Par Oren Ziv, le 10 juin 2021

La police israélienne a transformé Sheikh Jarrah en une zone hyper-militarisée dans le but d’étouffer la résistance palestinienne et d’encourager les colons juifs.

Des policières israéliennes arrêtent la journaliste Givara Budeiri le 6 juin 2021 dans le quartier de Sheikh Jarrah à Jérusalem Est. (Oren Ziv)

Ces dernières semaines, Othman Ibn Affan, la rue principale du quartier de Sheikh Jarrahl à Jérusalem Est, a commencé à ressembler à la tristement célèbre et réservée rue Shuhada. Les forces de police israéliennes ont installé des checkpoints militaires, patrouillent dans la zone tous les jours 24 H sur 24, interdisant l’entrée aux Palestiniens qui ne vivent pas dans le quartier et autorisant toute liberté de mouvement aux colons et aux militants de droite.

Cette politique a été initialement mise en place pour empêcher les Palestiniens de rejoindre et d’exprimer leur solidarité aux familles sous la menace imminente d’une expulsion forcée. Mais, comme dans la rue Shuhada – où les Palestiniens non résidents sont interdits et où les Palestiniens locaux vivent sous la menace constante de la violence des colons ainsi que des soldats – le but de la police à Sheikh Jarrah est d’étrangler la présence palestinienne dans le quartier et d’étouffer toute forme de résistance, des manifestations au street art.
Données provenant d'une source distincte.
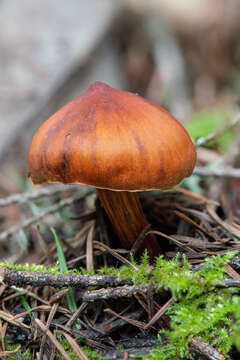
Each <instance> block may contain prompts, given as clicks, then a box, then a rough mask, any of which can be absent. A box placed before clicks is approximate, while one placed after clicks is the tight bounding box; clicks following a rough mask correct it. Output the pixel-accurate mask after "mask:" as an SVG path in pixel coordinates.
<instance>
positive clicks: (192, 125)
mask: <svg viewBox="0 0 240 360" xmlns="http://www.w3.org/2000/svg"><path fill="white" fill-rule="evenodd" d="M232 116H233V112H232V110H230V109H226V108H224V109H223V108H217V107H215V108H209V109H205V110H202V111H200V112H198V113H196V114H194V115H193V117H192V119H191V120H190V121H189V123H188V124H187V130H188V133H189V134H190V136H191V137H192V139H193V140H195V141H196V140H197V139H198V138H201V137H203V138H204V137H206V136H207V135H209V134H211V133H213V132H215V131H217V130H219V129H220V128H221V127H223V126H225V125H226V124H227V122H228V121H229V119H231V118H232ZM233 139H234V131H233V130H229V131H225V132H224V134H223V135H221V136H219V137H218V138H216V139H215V140H214V141H212V142H209V143H208V144H207V146H210V147H211V146H213V145H217V147H218V149H219V150H220V151H221V152H222V153H224V152H225V151H226V150H227V149H228V147H229V145H230V144H231V143H232V141H233Z"/></svg>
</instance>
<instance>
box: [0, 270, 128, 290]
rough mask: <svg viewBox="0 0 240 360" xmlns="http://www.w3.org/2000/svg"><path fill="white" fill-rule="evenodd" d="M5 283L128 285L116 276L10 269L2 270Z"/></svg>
mask: <svg viewBox="0 0 240 360" xmlns="http://www.w3.org/2000/svg"><path fill="white" fill-rule="evenodd" d="M2 277H3V282H5V283H6V284H8V285H17V286H21V287H22V286H26V285H31V286H34V287H36V286H52V287H55V288H61V287H69V286H71V287H78V288H86V287H88V286H102V287H113V286H120V285H126V284H127V283H128V282H127V281H124V280H122V279H119V278H117V277H116V276H107V275H92V276H91V275H79V274H74V273H71V274H58V275H55V274H51V273H37V272H30V271H18V270H13V269H9V268H2Z"/></svg>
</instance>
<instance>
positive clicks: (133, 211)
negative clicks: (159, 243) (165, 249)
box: [98, 189, 161, 257]
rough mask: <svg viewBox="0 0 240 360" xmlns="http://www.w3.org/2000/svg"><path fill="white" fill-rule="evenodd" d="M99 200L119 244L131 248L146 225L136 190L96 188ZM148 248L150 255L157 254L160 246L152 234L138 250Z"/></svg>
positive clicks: (140, 250)
mask: <svg viewBox="0 0 240 360" xmlns="http://www.w3.org/2000/svg"><path fill="white" fill-rule="evenodd" d="M98 196H99V198H100V201H101V203H102V205H103V207H104V209H105V211H106V213H107V215H108V217H109V219H110V221H111V223H112V224H113V226H114V229H115V230H116V232H117V234H118V236H119V239H120V241H121V244H122V245H123V246H124V247H125V248H126V249H131V248H132V247H133V245H134V244H135V241H136V240H137V239H138V238H139V236H140V234H141V233H142V231H143V230H144V229H145V228H146V226H147V225H148V222H147V219H146V217H145V215H144V213H143V210H142V206H141V203H140V201H139V198H138V195H137V193H136V192H128V191H111V190H105V189H98ZM144 249H147V250H148V253H149V255H150V256H151V257H153V256H157V255H158V254H159V253H160V252H161V248H160V246H159V244H158V242H157V239H156V238H155V236H154V235H153V234H148V235H147V236H146V237H145V239H144V241H143V244H142V245H141V246H140V252H142V251H143V250H144Z"/></svg>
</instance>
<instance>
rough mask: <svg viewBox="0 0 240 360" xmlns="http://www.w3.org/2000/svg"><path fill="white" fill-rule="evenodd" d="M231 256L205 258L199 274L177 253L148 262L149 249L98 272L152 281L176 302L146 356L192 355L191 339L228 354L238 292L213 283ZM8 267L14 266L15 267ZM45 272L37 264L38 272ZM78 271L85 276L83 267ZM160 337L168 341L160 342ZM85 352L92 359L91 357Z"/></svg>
mask: <svg viewBox="0 0 240 360" xmlns="http://www.w3.org/2000/svg"><path fill="white" fill-rule="evenodd" d="M233 255H234V253H229V254H226V255H224V256H213V257H211V258H208V259H206V261H205V262H204V263H203V264H202V267H201V269H200V270H199V271H197V272H194V271H192V270H191V267H190V265H189V263H188V261H187V259H186V258H184V257H183V258H180V256H178V257H176V258H174V259H172V260H170V261H167V260H164V259H163V257H162V256H160V257H158V258H157V259H156V262H155V264H154V266H150V264H149V259H148V255H147V253H145V254H144V256H143V257H142V261H141V262H140V263H139V264H138V263H136V261H135V260H134V259H133V258H132V260H131V261H132V264H133V265H134V266H133V267H127V266H122V267H121V268H119V269H116V268H102V269H100V270H99V273H100V274H102V275H112V276H113V275H114V276H118V277H120V278H122V279H126V280H131V281H132V282H133V283H134V285H136V286H140V287H141V286H146V284H147V283H149V282H151V283H152V284H153V285H155V286H157V287H158V288H159V289H165V290H167V291H169V292H170V293H171V295H172V297H173V298H174V300H175V302H174V304H173V305H172V306H171V307H170V308H169V310H168V315H169V317H170V328H171V330H161V331H160V332H159V345H158V346H157V348H155V349H154V350H152V351H151V352H150V353H149V355H148V356H147V357H145V359H148V360H158V359H161V360H172V359H176V360H177V359H190V358H191V357H190V354H189V343H190V341H191V339H192V338H193V337H194V338H198V339H201V340H203V341H206V342H207V343H209V344H211V345H212V346H213V347H215V348H216V349H217V350H219V351H221V352H222V353H223V354H224V355H227V354H228V353H229V352H230V351H231V349H232V347H233V346H236V347H237V349H238V350H240V340H239V339H240V297H239V296H238V290H237V289H220V288H217V287H216V284H218V283H219V282H221V280H222V279H223V278H226V277H227V274H226V271H225V265H226V264H227V263H228V262H229V260H230V259H231V258H232V257H233ZM2 266H9V264H3V265H2ZM12 268H15V269H16V265H14V266H12ZM136 268H137V270H136ZM18 269H19V268H18ZM32 269H33V270H37V269H39V266H37V267H36V266H32V267H29V266H27V269H26V265H25V266H21V268H20V270H28V271H31V270H32ZM45 270H46V269H44V268H43V267H41V272H44V271H45ZM48 272H49V269H48ZM51 272H52V270H51ZM54 272H55V273H56V272H59V270H57V267H54ZM72 272H73V271H72ZM74 272H75V273H76V272H77V271H74ZM68 273H70V271H68ZM78 273H79V272H78ZM80 273H85V274H87V273H86V272H85V271H83V270H81V271H80ZM163 335H164V338H165V339H167V342H164V343H163V342H162V338H163ZM64 341H65V340H64ZM64 344H65V345H64V346H66V347H67V346H69V345H68V344H67V342H66V343H64ZM70 350H71V349H68V351H70ZM73 356H75V355H74V354H73ZM88 356H89V358H90V359H91V357H90V355H88ZM94 356H95V357H94ZM94 356H93V357H92V359H100V358H98V357H96V356H98V355H95V354H94ZM72 359H75V358H74V357H72Z"/></svg>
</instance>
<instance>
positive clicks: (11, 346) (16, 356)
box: [7, 345, 32, 360]
mask: <svg viewBox="0 0 240 360" xmlns="http://www.w3.org/2000/svg"><path fill="white" fill-rule="evenodd" d="M17 347H18V345H9V346H7V350H8V351H11V350H14V349H16V348H17ZM7 359H8V360H18V359H22V360H32V355H31V352H30V349H27V350H26V351H22V349H19V350H18V351H17V352H15V353H13V354H11V355H8V357H7Z"/></svg>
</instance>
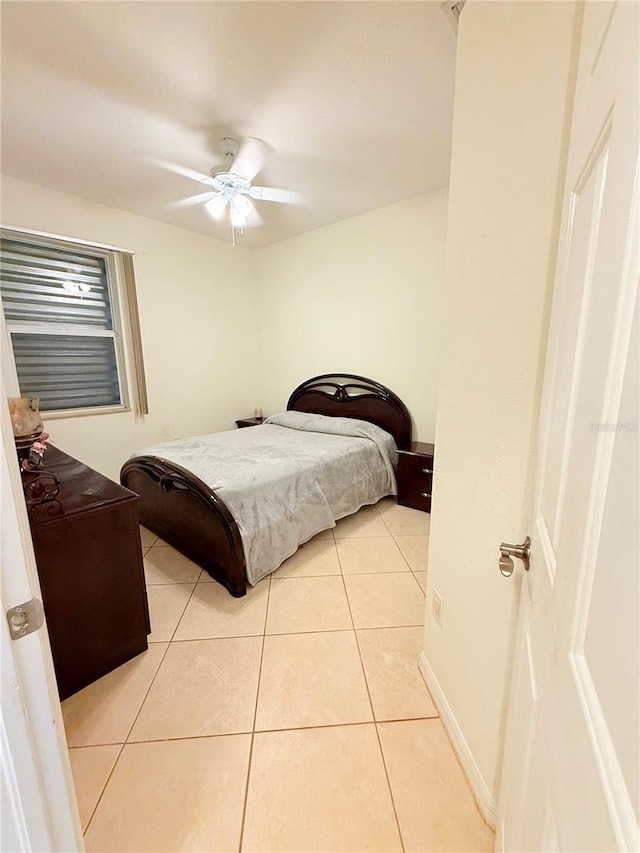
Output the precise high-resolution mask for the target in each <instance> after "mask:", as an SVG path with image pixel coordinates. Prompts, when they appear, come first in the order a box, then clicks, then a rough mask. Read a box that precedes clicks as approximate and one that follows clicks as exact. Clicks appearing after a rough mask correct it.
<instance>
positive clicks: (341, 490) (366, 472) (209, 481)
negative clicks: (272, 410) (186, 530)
mask: <svg viewBox="0 0 640 853" xmlns="http://www.w3.org/2000/svg"><path fill="white" fill-rule="evenodd" d="M395 450H396V444H395V441H394V440H393V438H392V436H390V435H389V433H387V432H385V431H384V430H382V429H380V428H379V427H377V426H375V425H374V424H370V423H368V422H366V421H360V420H354V419H351V418H333V417H325V416H323V415H309V414H306V413H302V412H283V413H282V414H279V415H273V416H271V417H270V418H268V419H267V421H266V422H265V423H264V424H262V425H261V426H257V427H250V428H247V429H240V430H231V431H229V432H221V433H215V434H213V435H203V436H197V437H195V438H188V439H181V440H178V441H169V442H166V443H164V444H156V445H154V446H153V447H147V448H145V449H144V450H141V451H138V453H136V454H135V455H136V456H138V455H143V454H144V455H151V456H157V457H160V458H161V459H166V460H167V461H169V462H174V463H176V464H178V465H181V466H182V467H183V468H187V469H188V470H189V471H191V472H193V473H194V474H195V475H196V476H197V477H199V478H200V479H201V480H202V481H203V482H205V483H206V484H207V485H208V486H209V487H210V488H212V489H214V490H215V491H216V493H217V494H218V495H219V496H220V497H221V498H222V500H223V501H224V502H225V504H226V505H227V506H228V508H229V510H230V511H231V512H232V514H233V516H234V518H235V519H236V521H237V523H238V528H239V530H240V535H241V537H242V543H243V546H244V553H245V560H246V566H247V579H248V581H249V583H250V584H252V585H254V584H256V583H257V582H258V581H259V580H260V579H261V578H263V577H264V576H265V575H267V574H269V572H272V571H274V570H275V569H277V568H278V566H279V565H280V564H281V563H282V562H283V561H284V560H286V559H287V557H290V556H291V555H292V554H293V553H294V552H295V551H296V549H297V548H298V546H299V545H300V544H302V543H303V542H306V541H307V540H308V539H311V537H312V536H315V534H316V533H319V532H320V531H321V530H326V529H328V528H330V527H334V526H335V522H336V521H337V519H339V518H342V517H343V516H345V515H350V514H351V513H353V512H356V511H357V510H358V509H360V507H362V506H365V505H368V504H373V503H375V502H376V501H378V500H379V499H380V498H382V497H384V496H385V495H389V494H395V493H396V480H395V474H394V464H395Z"/></svg>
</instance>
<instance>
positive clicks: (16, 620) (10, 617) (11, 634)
mask: <svg viewBox="0 0 640 853" xmlns="http://www.w3.org/2000/svg"><path fill="white" fill-rule="evenodd" d="M7 622H8V623H9V632H10V634H11V639H12V640H20V639H21V638H22V637H26V636H27V634H32V633H33V632H34V631H37V630H38V628H42V626H43V625H44V608H43V606H42V602H41V601H40V600H39V599H37V598H32V599H31V601H25V602H23V603H22V604H17V605H16V606H15V607H10V608H9V610H7Z"/></svg>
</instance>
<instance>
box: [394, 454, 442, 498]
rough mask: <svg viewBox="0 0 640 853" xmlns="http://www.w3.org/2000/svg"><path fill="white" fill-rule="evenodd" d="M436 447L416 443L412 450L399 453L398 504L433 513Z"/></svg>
mask: <svg viewBox="0 0 640 853" xmlns="http://www.w3.org/2000/svg"><path fill="white" fill-rule="evenodd" d="M434 452H435V447H434V445H433V444H427V443H426V442H424V441H414V442H413V443H412V444H411V448H410V449H407V450H399V451H398V503H399V504H400V505H401V506H410V507H413V509H421V510H422V511H423V512H431V487H432V484H433V457H434Z"/></svg>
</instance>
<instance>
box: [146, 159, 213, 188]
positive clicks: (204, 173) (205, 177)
mask: <svg viewBox="0 0 640 853" xmlns="http://www.w3.org/2000/svg"><path fill="white" fill-rule="evenodd" d="M150 162H152V163H154V164H155V165H156V166H160V168H161V169H165V170H166V171H167V172H173V174H174V175H180V176H181V177H183V178H189V179H190V180H192V181H199V182H200V183H202V184H213V178H212V177H211V176H210V175H206V174H205V173H204V172H196V170H195V169H189V167H188V166H179V165H178V164H177V163H170V162H168V161H167V160H151V161H150Z"/></svg>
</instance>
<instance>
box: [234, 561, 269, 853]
mask: <svg viewBox="0 0 640 853" xmlns="http://www.w3.org/2000/svg"><path fill="white" fill-rule="evenodd" d="M270 600H271V575H269V589H268V590H267V606H266V607H265V611H264V630H263V632H262V647H261V649H260V666H259V668H258V684H257V687H256V701H255V705H254V709H253V724H252V726H251V742H250V744H249V760H248V762H247V781H246V784H245V789H244V802H243V804H242V820H241V821H240V839H239V840H238V853H240V851H241V850H242V844H243V842H244V828H245V822H246V818H247V805H248V802H249V783H250V781H251V764H252V762H253V744H254V741H255V736H256V720H257V718H258V701H259V699H260V682H261V680H262V663H263V660H264V647H265V643H266V641H267V620H268V618H269V602H270Z"/></svg>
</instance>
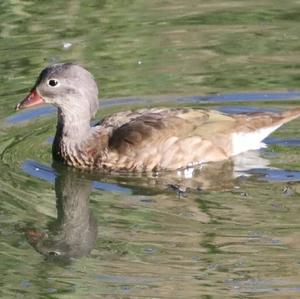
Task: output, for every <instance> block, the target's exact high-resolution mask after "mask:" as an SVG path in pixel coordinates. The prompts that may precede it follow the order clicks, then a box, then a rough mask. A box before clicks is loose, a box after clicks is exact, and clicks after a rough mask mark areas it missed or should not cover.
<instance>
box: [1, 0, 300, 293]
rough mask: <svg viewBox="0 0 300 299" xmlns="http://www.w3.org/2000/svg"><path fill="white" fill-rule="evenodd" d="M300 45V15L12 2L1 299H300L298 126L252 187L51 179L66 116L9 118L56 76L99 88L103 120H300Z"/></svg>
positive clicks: (193, 3)
mask: <svg viewBox="0 0 300 299" xmlns="http://www.w3.org/2000/svg"><path fill="white" fill-rule="evenodd" d="M299 32H300V7H299V1H296V0H289V1H285V2H282V1H279V0H260V1H258V0H252V1H243V0H229V1H224V0H211V1H204V0H185V1H183V0H181V1H179V0H172V1H170V0H169V1H167V0H163V1H158V0H154V1H145V0H125V1H121V0H112V1H105V0H102V1H101V0H100V1H96V0H90V1H79V0H71V1H37V0H32V1H20V0H14V1H13V0H4V1H1V3H0V78H1V84H0V125H1V130H0V170H1V171H0V276H1V279H0V285H1V288H0V297H1V298H170V299H173V298H174V299H175V298H205V299H208V298H299V297H300V274H299V273H300V233H299V228H300V224H299V212H300V183H299V182H300V173H299V172H300V163H299V154H300V148H299V144H300V139H299V136H300V135H299V125H300V120H295V121H293V122H291V123H290V124H288V125H286V126H284V127H282V128H281V129H280V130H279V131H277V132H276V133H275V134H273V135H272V138H273V139H272V138H271V139H270V140H269V143H270V145H269V147H268V148H267V149H263V150H261V151H259V152H254V153H252V154H251V155H250V158H248V159H250V160H251V161H252V162H253V161H254V162H256V166H255V167H254V168H255V169H254V170H253V171H252V175H250V174H249V172H247V173H243V172H237V171H236V169H235V168H234V165H233V162H232V161H227V162H224V163H219V164H217V165H207V166H205V167H204V168H203V169H202V172H201V171H200V173H198V174H197V176H196V178H187V179H185V178H183V177H182V176H180V174H173V175H170V174H158V175H157V176H152V177H149V176H130V175H125V174H123V175H122V176H120V175H103V174H101V175H100V174H97V173H92V174H87V173H84V172H80V171H76V170H73V169H70V168H66V167H64V166H62V165H53V164H52V157H51V140H52V139H51V138H52V136H53V134H54V131H55V125H56V119H55V114H54V113H50V111H48V110H47V111H46V113H45V114H43V113H42V110H34V111H33V112H32V114H26V113H29V112H18V114H17V113H16V112H15V111H14V106H15V105H16V103H18V102H19V101H20V100H21V99H23V98H24V96H25V95H26V93H27V92H28V91H29V90H30V88H31V86H32V84H33V83H34V80H35V78H36V76H37V74H38V73H39V72H40V70H41V69H42V68H43V67H45V66H46V65H48V64H50V63H52V62H58V61H60V62H61V61H63V62H65V61H69V62H75V63H80V64H82V65H84V66H85V67H86V68H87V69H88V70H90V71H91V72H92V73H93V75H94V76H95V79H96V81H97V83H98V84H99V88H100V94H101V98H102V102H103V103H104V105H103V107H104V108H103V109H102V111H100V112H99V113H98V114H97V119H99V118H101V117H102V116H103V115H107V114H109V113H111V112H113V111H119V110H123V109H128V108H132V107H137V106H138V107H145V106H154V105H161V104H162V103H164V105H168V106H175V105H176V106H177V105H189V106H195V107H200V106H212V107H215V108H217V109H227V110H228V111H233V110H234V109H237V107H238V108H239V109H242V110H243V109H244V110H245V111H250V110H251V111H252V109H254V110H255V111H260V110H276V111H277V110H282V109H289V108H292V107H295V106H297V105H299V106H300V103H299V101H298V100H300V96H297V92H298V90H299V85H300V63H299V61H300V42H299ZM293 92H294V93H295V94H296V95H295V96H293V97H292V98H291V97H290V94H291V93H293ZM220 94H221V95H224V94H225V95H228V96H227V97H225V98H224V101H222V99H223V98H222V97H218V99H219V101H218V102H214V101H210V100H207V101H205V100H203V101H198V100H197V99H200V98H199V97H201V99H203V98H202V96H207V98H208V99H210V97H211V96H212V95H220ZM278 94H282V96H281V97H280V99H279V100H278V98H277V96H276V95H278ZM236 95H239V96H238V97H237V96H236ZM253 95H254V96H253ZM266 95H269V96H268V97H266ZM285 95H286V96H285ZM192 96H196V97H192ZM179 98H181V99H183V100H182V101H178V99H179ZM132 99H135V101H132ZM254 99H255V101H254ZM266 99H267V100H268V101H266ZM273 99H274V101H273ZM256 100H258V101H256ZM275 100H276V101H275ZM112 103H113V104H112ZM118 103H119V104H118ZM43 111H44V110H43ZM22 113H25V114H22ZM30 113H31V112H30ZM22 115H25V116H26V115H27V116H26V117H23V116H22ZM19 116H20V118H19V119H18V120H16V117H19ZM274 140H275V141H274ZM291 140H293V141H294V143H293V142H291ZM243 161H244V160H243ZM243 163H244V164H245V162H243ZM187 187H188V188H187Z"/></svg>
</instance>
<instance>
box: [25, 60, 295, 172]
mask: <svg viewBox="0 0 300 299" xmlns="http://www.w3.org/2000/svg"><path fill="white" fill-rule="evenodd" d="M53 76H55V80H56V81H57V82H59V84H58V85H57V87H55V88H53V87H52V86H51V85H49V84H48V83H47V82H49V80H51V78H52V77H53ZM33 91H34V92H36V94H37V95H38V96H40V97H41V98H42V99H43V101H44V102H46V103H50V104H53V105H55V106H57V107H58V125H57V131H56V136H55V140H54V143H53V158H54V159H56V160H59V161H62V162H64V163H66V164H68V165H70V166H74V167H77V168H85V169H105V170H110V171H111V170H112V171H138V172H148V171H160V170H176V169H183V168H186V167H188V166H191V165H199V164H201V163H206V162H210V161H221V160H225V159H227V158H229V157H231V156H233V155H236V154H239V153H241V152H244V151H247V150H249V149H256V148H259V147H260V146H261V141H262V140H263V139H264V138H265V137H267V136H268V135H269V134H270V133H271V132H272V131H274V130H275V129H277V128H278V127H280V126H281V125H282V124H284V123H286V122H288V121H290V120H292V119H294V118H296V117H298V116H299V115H300V109H294V110H292V111H287V112H283V113H267V112H265V113H249V114H238V115H227V114H224V113H220V112H217V111H213V110H205V109H185V108H151V109H140V110H135V111H125V112H119V113H116V114H114V115H112V116H109V117H107V118H105V119H104V120H102V122H100V123H99V124H97V125H96V126H94V127H92V128H91V127H90V120H91V118H92V117H93V115H94V114H95V113H96V111H97V108H98V98H97V95H98V89H97V86H96V83H95V81H94V79H93V77H92V75H91V74H90V73H89V72H88V71H86V70H85V69H83V68H82V67H80V66H78V65H73V64H65V65H64V64H56V65H53V66H50V67H49V68H47V69H46V70H44V71H43V72H42V73H41V75H40V76H39V79H38V81H37V83H36V85H35V87H34V89H33ZM25 103H26V101H25ZM22 105H23V106H26V105H24V104H22ZM22 108H25V107H22ZM187 175H188V174H187Z"/></svg>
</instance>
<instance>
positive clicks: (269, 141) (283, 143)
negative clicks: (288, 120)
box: [264, 137, 300, 146]
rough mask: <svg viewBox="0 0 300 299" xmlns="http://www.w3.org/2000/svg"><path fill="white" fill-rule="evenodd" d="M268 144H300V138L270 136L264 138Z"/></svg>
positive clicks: (288, 144) (296, 145)
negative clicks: (299, 138) (288, 138)
mask: <svg viewBox="0 0 300 299" xmlns="http://www.w3.org/2000/svg"><path fill="white" fill-rule="evenodd" d="M264 142H265V143H266V144H269V145H273V144H277V145H283V146H300V139H282V138H276V137H268V138H266V139H265V140H264Z"/></svg>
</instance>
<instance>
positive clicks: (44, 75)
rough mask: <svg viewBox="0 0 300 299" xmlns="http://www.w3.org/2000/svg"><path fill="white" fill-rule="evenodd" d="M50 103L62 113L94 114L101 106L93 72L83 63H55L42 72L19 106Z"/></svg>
mask: <svg viewBox="0 0 300 299" xmlns="http://www.w3.org/2000/svg"><path fill="white" fill-rule="evenodd" d="M40 103H49V104H52V105H54V106H56V107H58V108H59V109H60V110H61V111H62V113H64V114H67V113H72V112H73V114H74V113H75V114H77V115H78V114H79V115H80V114H83V113H84V114H87V115H85V116H86V117H89V118H92V117H93V116H94V115H95V113H96V111H97V109H98V88H97V85H96V82H95V80H94V78H93V76H92V75H91V74H90V73H89V72H88V71H87V70H86V69H84V68H83V67H81V66H79V65H76V64H71V63H63V64H53V65H51V66H49V67H47V68H45V69H44V70H43V71H42V72H41V73H40V75H39V77H38V79H37V81H36V83H35V85H34V87H33V88H32V91H31V93H30V95H29V96H28V97H26V98H25V100H23V101H22V102H21V103H20V104H18V106H17V109H22V108H27V107H32V106H35V105H38V104H40Z"/></svg>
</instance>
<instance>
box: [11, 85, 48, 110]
mask: <svg viewBox="0 0 300 299" xmlns="http://www.w3.org/2000/svg"><path fill="white" fill-rule="evenodd" d="M44 103H45V101H44V99H43V98H42V97H41V96H40V95H39V94H38V92H37V91H36V90H35V89H33V90H32V91H31V92H30V94H29V95H28V96H27V97H26V98H25V99H24V100H23V101H22V102H20V103H19V104H18V105H17V106H16V110H20V109H25V108H29V107H34V106H37V105H40V104H44Z"/></svg>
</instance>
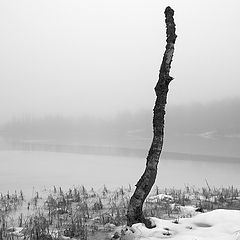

La limitation de la circulation à l’entrée et à la sortie d’Othman Ibn Affan a commencé le mois dernier après que la police israélienne ait installé un checkpoint improvisé aux entrées de la rue, suite à un accord conclu entre la police et le député kahaniste Itamar Ben Gvir. Ben Gvir, qu’on poussait à retirer un « bureau » improvisé qu’il avait installé dans la rue pour montrer son soutien aux colons qui y sont, a accepté de le faire à condition que la police patrouille dans le quartier à toute heure du jour et de la nuit.

Le chef de la police israélienne, Ya’akov Shabtai, a dit que les provocations de Ben Gvir, ainsi qu’une marche organisée fin avril à Jérusalem par les jeunes d’extrême droite, ont été une raison centrale de l’éruption de violence dans la ville – puis dans tout l’Israël-Palestine – plus tard en mai.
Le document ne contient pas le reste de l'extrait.